Unix Lab Assignment 8
CSC332
UNIX Operating System

Name ______

This lab will discuss thesort, diff, uniq, and grep command.

Log on to your UNIX account. Type in:

pwd

What was the response to this command? ______

You should have the "absolute path name" from the root to your home directory. In the directory structure in Lab 3, the person's home directory was listed as /home/srp. In this example, the "/home" is the partition or group name and the "/srp" is the login name.

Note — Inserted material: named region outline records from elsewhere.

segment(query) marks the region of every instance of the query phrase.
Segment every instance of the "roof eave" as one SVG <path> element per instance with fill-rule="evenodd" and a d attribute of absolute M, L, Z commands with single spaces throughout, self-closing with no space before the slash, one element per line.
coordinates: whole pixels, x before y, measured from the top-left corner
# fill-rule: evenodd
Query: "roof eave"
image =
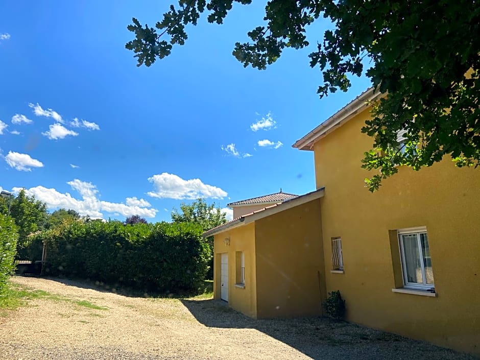
<path fill-rule="evenodd" d="M 380 94 L 379 91 L 375 92 L 373 87 L 370 88 L 303 137 L 297 140 L 292 146 L 292 147 L 300 150 L 313 150 L 314 144 L 317 141 L 329 134 L 361 112 L 362 108 L 365 106 L 366 102 L 374 100 Z"/>
<path fill-rule="evenodd" d="M 303 195 L 300 195 L 296 198 L 292 198 L 285 200 L 283 202 L 278 204 L 274 204 L 262 210 L 254 211 L 251 214 L 241 217 L 238 219 L 226 224 L 218 228 L 207 230 L 203 233 L 203 237 L 207 237 L 212 235 L 224 232 L 228 229 L 236 228 L 241 225 L 246 225 L 258 220 L 262 218 L 273 215 L 277 212 L 283 211 L 295 206 L 298 206 L 307 202 L 313 201 L 323 197 L 325 187 L 321 187 L 314 191 L 308 193 Z"/>

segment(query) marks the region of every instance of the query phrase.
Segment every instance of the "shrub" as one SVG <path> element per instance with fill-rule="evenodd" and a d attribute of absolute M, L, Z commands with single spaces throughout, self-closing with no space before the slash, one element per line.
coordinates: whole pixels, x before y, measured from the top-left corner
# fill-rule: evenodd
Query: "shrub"
<path fill-rule="evenodd" d="M 124 284 L 149 291 L 195 293 L 210 250 L 191 223 L 124 225 L 64 222 L 39 234 L 46 248 L 45 273 Z"/>
<path fill-rule="evenodd" d="M 323 303 L 323 307 L 328 316 L 334 320 L 342 320 L 345 316 L 345 301 L 342 298 L 340 291 L 328 293 L 328 297 Z"/>
<path fill-rule="evenodd" d="M 15 269 L 18 234 L 13 220 L 0 214 L 0 296 L 7 291 L 7 282 Z"/>

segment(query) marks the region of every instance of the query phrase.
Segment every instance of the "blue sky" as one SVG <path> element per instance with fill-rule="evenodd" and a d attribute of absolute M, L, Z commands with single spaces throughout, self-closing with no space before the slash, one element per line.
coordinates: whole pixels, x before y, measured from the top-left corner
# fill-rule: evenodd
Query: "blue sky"
<path fill-rule="evenodd" d="M 0 187 L 25 188 L 52 210 L 150 221 L 198 197 L 224 208 L 280 187 L 315 189 L 313 154 L 292 144 L 369 86 L 355 79 L 348 92 L 319 99 L 307 55 L 329 25 L 309 30 L 313 47 L 244 68 L 231 52 L 261 23 L 265 2 L 236 4 L 223 25 L 204 16 L 184 46 L 137 67 L 127 26 L 132 16 L 153 25 L 170 3 L 1 6 Z"/>

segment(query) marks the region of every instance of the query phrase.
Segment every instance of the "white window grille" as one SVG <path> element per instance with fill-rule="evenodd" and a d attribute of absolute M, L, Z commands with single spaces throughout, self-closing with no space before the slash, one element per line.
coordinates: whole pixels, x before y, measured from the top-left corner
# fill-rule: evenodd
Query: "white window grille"
<path fill-rule="evenodd" d="M 398 230 L 405 287 L 435 291 L 426 228 Z"/>
<path fill-rule="evenodd" d="M 343 270 L 342 239 L 340 237 L 332 238 L 332 268 L 334 270 Z"/>

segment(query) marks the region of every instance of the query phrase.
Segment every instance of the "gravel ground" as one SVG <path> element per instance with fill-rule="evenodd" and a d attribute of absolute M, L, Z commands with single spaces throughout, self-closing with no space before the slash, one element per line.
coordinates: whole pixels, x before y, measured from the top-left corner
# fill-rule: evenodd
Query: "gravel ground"
<path fill-rule="evenodd" d="M 147 299 L 73 280 L 15 277 L 52 296 L 0 318 L 1 360 L 474 358 L 317 318 L 253 320 L 211 300 Z M 104 307 L 86 307 L 89 303 Z"/>

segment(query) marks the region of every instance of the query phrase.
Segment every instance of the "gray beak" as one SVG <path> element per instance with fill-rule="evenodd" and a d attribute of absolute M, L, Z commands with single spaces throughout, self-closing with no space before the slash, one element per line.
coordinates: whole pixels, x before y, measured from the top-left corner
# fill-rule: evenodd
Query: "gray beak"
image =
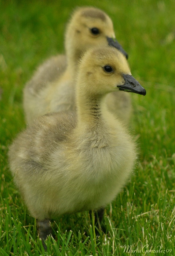
<path fill-rule="evenodd" d="M 121 52 L 128 59 L 128 54 L 127 52 L 125 52 L 125 50 L 123 50 L 121 45 L 120 45 L 119 43 L 117 41 L 115 38 L 113 39 L 111 37 L 108 37 L 108 36 L 106 37 L 109 46 L 111 46 L 112 47 L 115 47 L 115 48 L 116 48 L 119 50 L 120 52 Z"/>
<path fill-rule="evenodd" d="M 118 85 L 120 91 L 124 91 L 130 92 L 134 92 L 144 96 L 146 95 L 145 89 L 132 76 L 129 75 L 123 75 L 123 77 L 125 83 L 121 85 Z"/>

You will need the absolute path name that you received when you typed in the pwd above to copy the file employee to another directory. First, make a new directory. Type in:

mkdir lab8

Change your working directory to lab8 by typing in:

cd lab8

Verify that you are in subdirectory lab8. What command did you use to do this? ______

Use vi or other editors to create a new file named by employee with the contents as follows:

mgtCooper John 0615199566000

mgtDavidson Darla 0415199269500

mgtMacDonald George 0615198570000

actSmith Thomas 0410200256000

actSmith Alecia 0412199165000

misMacLeod Janice 0102197790000

misMack Joe 0225200385000

misWinslow Sarah 0215199558000

admSmith Dexter 01021975100000

misBennett Joan 0815200179000

mgtNeason Elizabeth1025199865500

actNeSmith Donald1130196699500

Then close the file and type in:
ls

The file employee consists of information on employees. The column titles and tables are listed only for your information and do not appear in the file. The file follows:

Dept / Last Name First Name / DateHired / Salary
mgt / Cooper John / 06151995 / 66000
mgt / Davidson Darla / 04151992 / 69500
mgt / MacDonald George / 06151985 / 70000
act / Smith Thomas / 04102002 / 56000
act / Smith Alecia / 04121991 / 65000
mis / MacLeod Janice / 01021977 / 90000
mis / Mack Joe / 02252003 / 85000
mis / Winslow Sarah / 02151995 / 58000
adm / Smith Dexter / 01021975 / 100000
mis / Bennett Joan / 08152001 / 79000
mgt / Neason Elizabeth / 10251998 / 65500
act / NeSmith Donald / 11301966 / 99500

In order to see what the file looks like, type in:

cat employee

Sort Command

Sort sorts the file on a line-by-line basis. If the first characters on two lines are the same, sort looks at the second characters to determine the proper order. This process continues until sort finds a character that differs between the lines. If lines are identical, it does not matter which one sort puts first. It also uses machine collating sequence--which in this case is ASCII code. Some important features of ASCII code is that capital letters have higher priority than lower case letters. Numbers have a higher priority than letters. A copy of the ASCII code chart is attached to the end of this lab for your reference. An important point to remember is that sort is a filter and does not change the contents of the input file. It takes the contents of the specified input and outputs it in a sorted fashion. In other words, it filters its input. If the output is not redirected to a file, the output goes to stdout--which means the terminal screen. The sorted output will not be saved unless the output is redirected to a file.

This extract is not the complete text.